Herein lies the problem: Junie was only as good as the documentation for that library.

This turned into an infuriating problem while I was trying to add support for Lua scripts. I was using the HsLua library. There was a drastic change in the API/SDK between old versions and version 2.4+.

I had to repeatedly “remind” Junie that I needed syntax from the 2.4+ versions and not from the old versions. Part of the problem – the documentation for that library contained references to the “old style” even in the newest versions of the docs. Since I didn’t know the difference in syntax off the top of my head (otherwise I wouldn’t need AI to help me), I couldn’t vet the assistant’s code with as much precision as it needed.

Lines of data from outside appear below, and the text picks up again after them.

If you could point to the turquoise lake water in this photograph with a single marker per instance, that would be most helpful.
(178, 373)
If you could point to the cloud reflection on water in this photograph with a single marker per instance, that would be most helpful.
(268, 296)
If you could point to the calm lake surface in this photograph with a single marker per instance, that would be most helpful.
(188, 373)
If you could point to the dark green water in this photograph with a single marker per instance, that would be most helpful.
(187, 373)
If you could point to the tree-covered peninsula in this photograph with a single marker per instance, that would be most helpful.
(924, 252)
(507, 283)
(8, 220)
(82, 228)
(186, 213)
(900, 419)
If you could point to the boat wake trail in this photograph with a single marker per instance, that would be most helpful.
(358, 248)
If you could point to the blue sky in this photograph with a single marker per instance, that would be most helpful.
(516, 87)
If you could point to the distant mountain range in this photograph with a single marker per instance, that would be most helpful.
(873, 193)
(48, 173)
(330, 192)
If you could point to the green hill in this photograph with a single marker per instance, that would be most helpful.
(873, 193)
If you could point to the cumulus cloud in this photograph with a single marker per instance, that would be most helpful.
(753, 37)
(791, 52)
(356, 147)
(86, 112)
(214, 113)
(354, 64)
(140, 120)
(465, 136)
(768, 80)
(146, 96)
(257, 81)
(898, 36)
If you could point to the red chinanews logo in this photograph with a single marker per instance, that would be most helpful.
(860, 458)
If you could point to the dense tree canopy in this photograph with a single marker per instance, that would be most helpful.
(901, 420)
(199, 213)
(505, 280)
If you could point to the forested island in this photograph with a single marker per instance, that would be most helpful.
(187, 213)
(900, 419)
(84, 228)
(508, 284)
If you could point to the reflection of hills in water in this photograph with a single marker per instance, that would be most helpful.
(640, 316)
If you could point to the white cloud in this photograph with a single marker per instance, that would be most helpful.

Takeaway: If you’re making a library for other people to use in the AI “age”, make sure you hide no longer supported syntax from the most easily accessible documentation you have. This especially applies to the built-in code docs that get produced through package managers like Hackage for Haskell and crates.io for Rust, etc.

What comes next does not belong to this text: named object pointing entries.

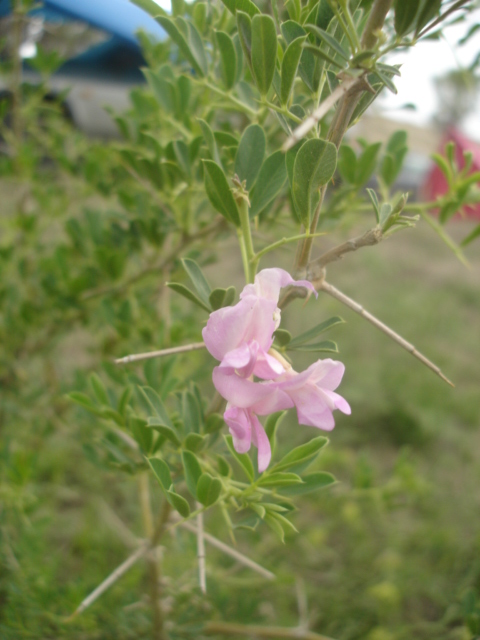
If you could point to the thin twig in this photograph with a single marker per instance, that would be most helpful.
(158, 354)
(144, 548)
(185, 241)
(112, 578)
(236, 555)
(368, 239)
(202, 574)
(341, 297)
(302, 130)
(257, 631)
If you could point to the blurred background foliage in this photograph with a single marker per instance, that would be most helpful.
(90, 231)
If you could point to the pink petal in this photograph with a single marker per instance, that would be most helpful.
(261, 441)
(327, 373)
(239, 425)
(261, 397)
(267, 367)
(240, 392)
(241, 360)
(251, 319)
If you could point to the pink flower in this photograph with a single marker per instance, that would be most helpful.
(311, 392)
(240, 338)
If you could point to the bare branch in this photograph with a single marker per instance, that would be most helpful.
(233, 553)
(158, 354)
(368, 239)
(302, 130)
(341, 297)
(112, 578)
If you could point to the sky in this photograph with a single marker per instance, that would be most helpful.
(420, 65)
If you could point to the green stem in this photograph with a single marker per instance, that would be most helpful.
(283, 110)
(280, 243)
(246, 232)
(228, 96)
(243, 252)
(158, 632)
(351, 24)
(16, 79)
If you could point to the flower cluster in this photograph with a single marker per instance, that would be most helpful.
(241, 337)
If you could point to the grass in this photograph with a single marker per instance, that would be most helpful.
(389, 553)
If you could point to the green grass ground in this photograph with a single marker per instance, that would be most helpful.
(390, 553)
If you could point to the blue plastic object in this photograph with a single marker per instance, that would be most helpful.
(121, 18)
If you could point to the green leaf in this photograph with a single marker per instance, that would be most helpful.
(314, 166)
(143, 436)
(99, 389)
(275, 526)
(389, 70)
(250, 154)
(304, 452)
(153, 399)
(282, 337)
(270, 181)
(271, 426)
(428, 10)
(214, 423)
(161, 471)
(405, 12)
(210, 140)
(286, 524)
(167, 432)
(242, 458)
(307, 67)
(186, 293)
(222, 297)
(279, 479)
(178, 503)
(323, 55)
(208, 489)
(198, 279)
(326, 345)
(228, 58)
(190, 44)
(219, 193)
(264, 51)
(347, 163)
(191, 412)
(316, 331)
(290, 62)
(84, 401)
(366, 163)
(329, 40)
(246, 6)
(324, 14)
(376, 206)
(311, 482)
(193, 471)
(244, 26)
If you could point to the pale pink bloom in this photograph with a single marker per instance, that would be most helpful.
(240, 336)
(311, 392)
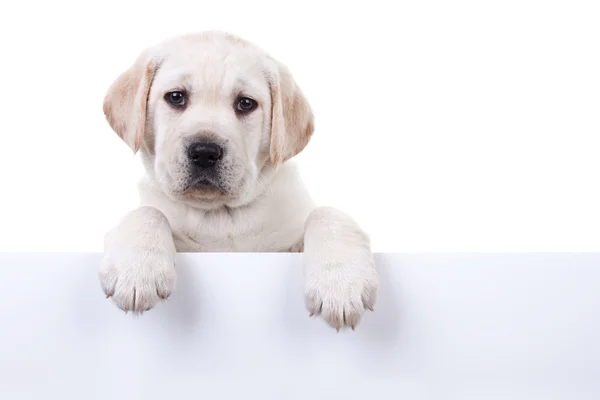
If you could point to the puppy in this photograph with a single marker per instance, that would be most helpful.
(216, 121)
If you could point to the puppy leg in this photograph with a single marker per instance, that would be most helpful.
(341, 280)
(138, 267)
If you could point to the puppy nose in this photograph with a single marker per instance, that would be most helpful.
(204, 154)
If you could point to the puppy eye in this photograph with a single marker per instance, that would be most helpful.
(245, 105)
(176, 99)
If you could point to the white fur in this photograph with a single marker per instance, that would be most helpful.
(262, 205)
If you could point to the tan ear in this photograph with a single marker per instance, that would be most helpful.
(126, 99)
(292, 120)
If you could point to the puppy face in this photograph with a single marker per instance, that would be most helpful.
(211, 113)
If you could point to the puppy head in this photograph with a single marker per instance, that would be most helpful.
(210, 113)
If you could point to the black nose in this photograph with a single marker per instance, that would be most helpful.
(204, 154)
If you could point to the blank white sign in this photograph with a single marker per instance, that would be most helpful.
(446, 326)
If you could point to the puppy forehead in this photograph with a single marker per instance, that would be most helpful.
(211, 63)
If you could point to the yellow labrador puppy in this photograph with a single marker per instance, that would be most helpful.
(217, 120)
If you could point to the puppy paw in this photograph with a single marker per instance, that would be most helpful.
(138, 281)
(138, 267)
(340, 294)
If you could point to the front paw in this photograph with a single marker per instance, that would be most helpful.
(340, 293)
(138, 279)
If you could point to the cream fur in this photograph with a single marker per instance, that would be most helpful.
(260, 203)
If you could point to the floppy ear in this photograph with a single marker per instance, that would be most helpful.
(292, 121)
(126, 99)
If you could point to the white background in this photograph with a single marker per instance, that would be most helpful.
(462, 125)
(445, 327)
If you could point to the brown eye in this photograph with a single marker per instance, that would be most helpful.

Never Trust, Always Verify

It may be a hard pill to swallow, but if you cannot verify the correctness of the code coming from your AI assistant, you have no business using an AI assistant in the first place.

I’m not a Haskell expert. In fact, I’m not all that much above mid-level in Haskell. However, I know just enough to be able to see when the assistant has made a horrible mistake. For the rest, I can be precise in my tests (discussed in an upcoming section) and have those help catch the most glaring errors.

Other times I can use a different model to examine small sections of code for correctness, precision, and idiomatic style.

Split Plans and Executions for Complex Tasks

Sometimes I don’t know ahead of time what the precise breakdown of tasks will be to build a feature. If what I want is going to affect a broad cross-section of code and potentially involve multiple changes affecting the same bit of code for multiple reasons, then I want to use my assistant as a planner.

Junie has two different modes: ask and code. When I need one of these plans to break down my needs into smaller, more digestible chunks, I’ll use ask mode (and make sure the “think more” button is checked).

Junie does a great job of breaking down a change into sub-tasks. If I’m not happy with the breakdown, I can have a longer interactive session where I progressively supply more context and refinement until it’s come up with a plan that I approve.

Then I can either YOLO it and tell it to implement the entire plan or, what I do more often, is to tell it to “implement step 1” and then “implement step 2”, etc.

The takeaway here is that the “ask” mode is better at long-term planning than the “code” mode. Don’t overlook this and make sure you ask your assistant for plans as often as you like. It really has made a huge difference in code quality and correctness.

Use Explicit Test Assertions and Requirements

Contrary to popular belief you can’t simply tell your assistant to “write tests for this feature”. Well, I suppose you can, but it’s not a good idea. Most tests produced this way will pass 100% of the time but not actually prove anything useful.

When you’re asking the assistant to generate tests, give a specific list of assertions that must be true or false before generating. I found that this frequently revealed bugs in the AI-generated code that I would’ve missed because I lack the depth of knowledge of the codebase that someone would who wrote it without AI.

Generative AI is fantastic at producing test data. It can generate sample data in a matter of seconds that might have taken me all day to produce. More importantly, I no longer suffer the cognitive drain of that kind of busywork. The AI does my busywork so I am not physically and mentally exhausted at the end of the day.

Conclusion - Are we Vibe Yet?

Yes, for the narrow definition of vibe that refers to using an AI assistant to meet your specific demands without using it to produce architectures and designs from thin air. Vibe coding does not abdicate your responsibility as a developer who owns a code base.

In fact, you have more responsibility because you not only own the design and architecture, but you own the code produced by the AI. You can’t blame the AI for allowing bad code to make its way to production–that’s on us.